I'm usually happiest on the subway in the morning when I get a seat and can read. I don't mind reading standing up, particularly if I'm on an express train (and if I'm on a local and I'm standing something's gone horrifically wrong), but there are a couple of stops before I have to change trains and there might be shifting around that's required (New Yorker's are not forgiving if you're lost in a book when they need to GET IN THE TRAIN) so it's hard to, well, get lost in a book while standing.

(I have started flashing forward to the months where standing and reading on the train will not be possible, since I will have a sling on my arm, but that's for the future.)

Riding the subways requires a certain amount of skill. Yes, sure, you could get on at any entrance and you could just get off whenever you feel like it, but once you've done it enough you know exactly where to stand on the platform so that you can exit at your usual or planned stop at precisely where the staircase is to get you the hell out of there. This is an important and necessary skill and instinct to have during rush hour, where the delay of 30 seconds means you're standing in a huddle of wool coats and fur collars and hats waiting to filter into the narrow escalator upstairs. The exit I usually take has two escalators and a flight of steps at the far end. I marvel at the people who take the stairs. I mean, I work out each morning but the one time I had to walk up that full flight I was ruined. At the same time I marvel at the people who have even less energy (but more time) than I do who stand on the far right of the escalator steps and just wait to be brought to their destination.

As usual, I'm in the middle, trudging upwards, but on the escalator. Woe to the idiot who stands still on the left hand side; they should be electrocuted instantly.

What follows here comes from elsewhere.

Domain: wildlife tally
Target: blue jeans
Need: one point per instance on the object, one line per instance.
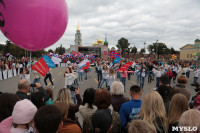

So there I was yesterday morning getting on the express train. It was packed, of course, but I managed to get into the first car, up at the front near where the little booth for the driver exists. Next to that booth is a window, and I spent the whole trip riding into the city staring out the front window as we whizzed down the tracks. That was actually a lot of fun. I wouldn't want to stare at those dark tunnels for a living, but examining the way the tracks fold into one another, the way the tunnels branch off leaving you to wonder: Where does that go? and feeling the sheer speed at which you're going in a narrow grimy hole in the earth, under water and up again -- it's a little like flying. I wondered briefly if anyone had ever invented Underground Man, some kind of superhero who travels the city through the subway tubes and avenges evil and rats. Probably not.

And then the train came into the station and I had to pile out and hurry to the escalators and I felt a little sad that the ride was over.